Some cat litters are scented to help mask the smell of urine and feces, but a litter box shouldn't smell much if you're scooping it regularly. If odor is a big issue, you might need to step up your cleaning game. The smell of scented cat litter can be more offensive than the smell of urine – to both cats and their owners – and can even put some cats off using their litter box.
Some cat litter contains extra odor-absorbing ingredients, but we'd generally recommend options without. Many fussy cats don't like litter with these extra ingredients, and if you need extra odor-absorbing properties from your cat litter, you might not be cleaning the litter box often enough.
Cat litter that sticks to your cat’s paws can get tracked all over the house. This tends to be more of a problem with granulated forms of cat litter, though not all granulated litter is easily tracked. Unless you love to vacuum, we'd recommend looking for a cat litter that isn’t easily tracked.
The dust in some types of cat litter is more benign than others. Dust from natural fibers is probably harmless in small doses, while silica dust from clay-based litter has the potential to cause health issues. Whichever type of litter you choose, it's best to look for low-dust options.
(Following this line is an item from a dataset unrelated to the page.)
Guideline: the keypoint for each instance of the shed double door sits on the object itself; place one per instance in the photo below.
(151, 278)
Your cat's comfort is probably one of your concerns. You want him to not only use his litter box but also be comfortable using it. Your cat is likely to do his business anywhere but in the litter box if he finds it uncomfortable. Just like humans, cats all have their own preferences, but most cats prefer clumping litter that feels soft under their paws rather than hard or lumpy.
It can be tough to compare the price of cat litter because it's sold in boxes and bags of different sizes, and some varieties last longer than others.
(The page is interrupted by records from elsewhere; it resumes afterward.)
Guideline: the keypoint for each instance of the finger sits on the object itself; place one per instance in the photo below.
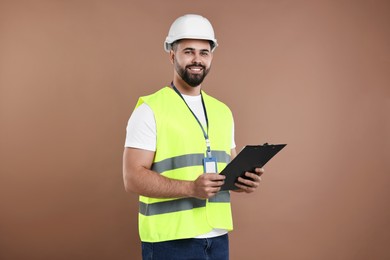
(259, 171)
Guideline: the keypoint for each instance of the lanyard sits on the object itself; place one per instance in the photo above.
(205, 133)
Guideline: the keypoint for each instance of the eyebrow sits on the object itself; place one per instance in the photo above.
(193, 49)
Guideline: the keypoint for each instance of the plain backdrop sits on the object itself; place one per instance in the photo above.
(312, 74)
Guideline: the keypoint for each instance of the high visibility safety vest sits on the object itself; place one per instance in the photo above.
(180, 149)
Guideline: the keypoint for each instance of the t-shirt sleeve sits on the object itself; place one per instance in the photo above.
(141, 129)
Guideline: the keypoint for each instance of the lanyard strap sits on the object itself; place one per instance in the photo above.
(205, 133)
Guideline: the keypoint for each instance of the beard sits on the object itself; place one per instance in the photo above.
(192, 80)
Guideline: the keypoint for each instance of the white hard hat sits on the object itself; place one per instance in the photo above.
(190, 26)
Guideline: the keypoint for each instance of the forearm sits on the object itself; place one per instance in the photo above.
(151, 184)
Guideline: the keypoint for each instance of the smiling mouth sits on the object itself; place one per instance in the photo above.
(195, 69)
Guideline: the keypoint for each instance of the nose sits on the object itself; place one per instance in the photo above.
(196, 58)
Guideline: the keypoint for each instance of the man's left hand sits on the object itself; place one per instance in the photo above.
(252, 182)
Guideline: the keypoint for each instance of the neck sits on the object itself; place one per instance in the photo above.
(186, 89)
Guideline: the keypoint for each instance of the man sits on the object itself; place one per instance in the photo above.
(177, 140)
To make things clearer, we're comparing the price per pound.
Even so, it's worth noting that you'll use much less of some types of cat litter than others, so a pound-for-pound comparison is only approximate.
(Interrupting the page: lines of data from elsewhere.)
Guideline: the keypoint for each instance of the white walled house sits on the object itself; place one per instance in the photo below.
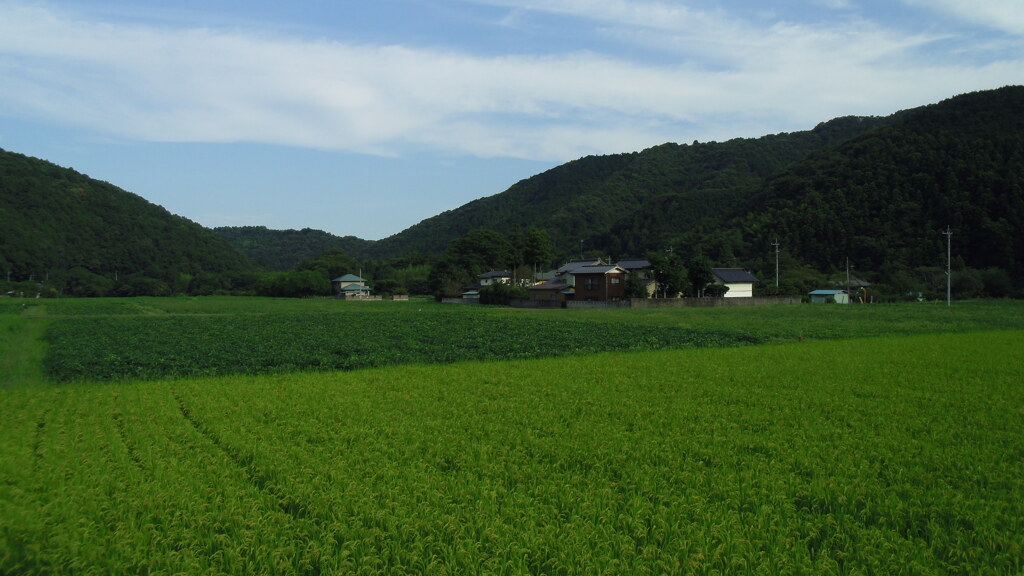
(739, 281)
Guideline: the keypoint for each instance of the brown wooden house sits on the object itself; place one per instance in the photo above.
(604, 282)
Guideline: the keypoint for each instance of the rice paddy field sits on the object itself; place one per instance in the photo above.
(246, 436)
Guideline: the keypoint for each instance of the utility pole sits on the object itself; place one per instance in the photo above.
(948, 234)
(848, 277)
(775, 244)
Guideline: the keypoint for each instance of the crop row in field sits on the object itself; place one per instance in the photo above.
(878, 456)
(119, 346)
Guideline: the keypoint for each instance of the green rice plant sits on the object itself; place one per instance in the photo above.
(174, 345)
(881, 455)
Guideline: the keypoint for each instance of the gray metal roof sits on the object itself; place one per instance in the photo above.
(570, 265)
(601, 269)
(348, 278)
(634, 263)
(733, 275)
(496, 274)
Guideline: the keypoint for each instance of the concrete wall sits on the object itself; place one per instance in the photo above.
(662, 302)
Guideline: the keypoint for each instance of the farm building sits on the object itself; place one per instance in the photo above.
(640, 268)
(350, 286)
(739, 282)
(605, 282)
(495, 277)
(823, 296)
You can find cat litter for as little as 40 to 50 cents per pound.
Consider your cat's age. Fine-grained cat litter isn't suitable for kittens under three months old because they can inhale the small particles, causing illness.
Take cues from your cat. Cats are fussy creatures, so they might not like the litter you've chosen even if it's the best on the market. If your cat is happy with a particular type or brand of cat litter, it's best to stick with it.
Don't change brands too quickly. When switching from one type of cat litter to another, you should gradually mix in a little more of the new litter with the old each day to acclimate your cat to it.
Q. How often do I need to clean my cat's litter box?
A. A cat likes her litter box kept spotless, so you need to make sure you clean it regularly. You need to scoop out any feces and clumps of urine (if you use clumping litter) at least once or twice a day, but preferably after every time your cat uses the litter box. You'll also need to completely empty the box and refill it twice weekly for non-clumping litter and at least once every two to four weeks for clumping litter.
Q. What should I do if my cat is reluctant to use his litter box?
A. Your cat may refuse to use his litter box for a number of reasons. If he's doing his business elsewhere, try any or all of the following.
Get him a larger or deeper litter box.
Put more or less litter in the box.
Clean out his litter box more often.
Try a different type of cat litter.
Place your cat's litter box in a more easily accessible spot.
If your cat still won't use his litter box and/or seems to be experiencing pain when urinating, take him to the vet. He could have bladder stones or another medical problem.
Q. How much cat litter should I put in the litter box?
A. You might think that more is always better, but most cats like no more than two to three inches of litter in their box, and some prefer less.